1930s British prototype light biplane

The de Havilland DH.92 Dolphin was a 1930s British prototype light biplane airliner designed and built by the de Havilland aircraft company.

==Design and development==
The Dolphin was designed as a modernised version of the de Havilland Dragon Rapide, incorporating ideas from the company's DH 86A and de Havilland Dragonfly but using new main assembly designs. It had a DH 86A-style nose to accommodate two crew side by side and increased span wings of unequal span, Dragonfly-like. It first appeared with the trousered undercarriage of these earlier biplane transports, but a retractable landing gear, rather like that of the DH.88 Comet was fitted before flight. Onboard air-stairs were one of the passenger access novelties. It was powered by two 204 hp (152 kW) de Havilland Gipsy Six piston engines. Fuel tanks were in the wings, as in the Dragonfly, to avoid the fire hazard of the Rapide's engine nacelle tanks.

One prototype was built and first flown on 9 September 1936. Geoffrey de Havilland's log shows that he flew it only once more. No others were built as it proved to be too heavy structurally and the prototype was scrapped in December 1936.

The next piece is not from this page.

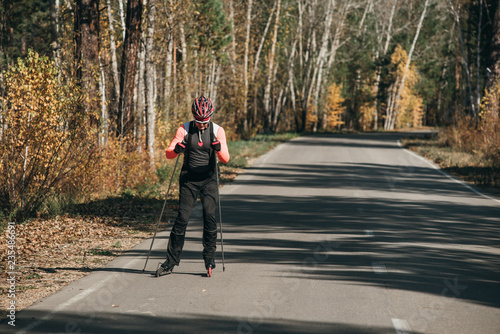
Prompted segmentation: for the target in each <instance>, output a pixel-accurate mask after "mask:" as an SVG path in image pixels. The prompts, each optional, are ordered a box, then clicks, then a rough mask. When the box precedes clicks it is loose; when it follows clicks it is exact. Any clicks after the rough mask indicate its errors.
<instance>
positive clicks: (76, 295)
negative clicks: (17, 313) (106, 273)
mask: <svg viewBox="0 0 500 334" xmlns="http://www.w3.org/2000/svg"><path fill="white" fill-rule="evenodd" d="M136 261H137V259H134V260H131V261H129V262H127V264H126V265H125V266H124V268H129V266H130V265H132V263H134V262H136ZM119 274H120V273H114V274H113V275H111V276H108V277H106V278H105V279H104V280H102V281H100V282H99V283H97V284H95V285H93V286H91V287H90V288H88V289H86V290H83V291H82V292H80V293H79V294H77V295H76V296H74V297H73V298H70V299H69V300H67V301H66V302H64V303H62V304H60V305H59V306H58V307H56V308H55V309H54V310H53V311H52V312H49V313H47V314H46V315H44V316H43V317H42V318H41V319H40V320H37V321H35V322H32V323H31V324H30V325H29V326H27V327H25V328H24V329H23V330H20V331H18V332H17V334H25V333H28V332H29V331H31V330H32V329H34V328H35V327H37V326H40V324H42V323H43V322H44V321H47V320H50V319H52V318H53V317H54V314H56V313H57V312H61V311H62V310H64V309H65V308H67V307H69V306H70V305H72V304H74V303H76V302H79V301H80V300H82V299H84V298H85V297H87V296H88V295H90V294H91V293H93V292H95V291H97V290H99V289H100V288H102V287H103V286H104V285H105V284H106V283H108V282H109V281H111V280H112V279H114V278H116V277H117V276H118V275H119Z"/></svg>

In an edition of Flight magazine dated 10 September 1936, the decision to discontinue the type was published as follows:

The South Africa Race will be poorer by one entry, and a most interesting entry at that, for the De Havilland Company announces that the design of the - D.H. 92 is to be discontinued, and that this experimental type will not be put into production. It is stated the development of the four-engined Albatross, important contracts contributing to the expansion of the Royal Air Force, and other urgent activities impose a heavy load on certain sections of the Company's organisation, making it impossible to devote the personnel and time necessary for the early production of the Dolphin — the type-name chosen for the ninety-second De Havilland design. The manufacture and technical development of the Dragonfly, the Dragon Rapide, and the D.H.86A will, of course, be continued at any rate of output required to meet the demands air transport operators, and the development of new commercial types will follow the completion of the Albatross.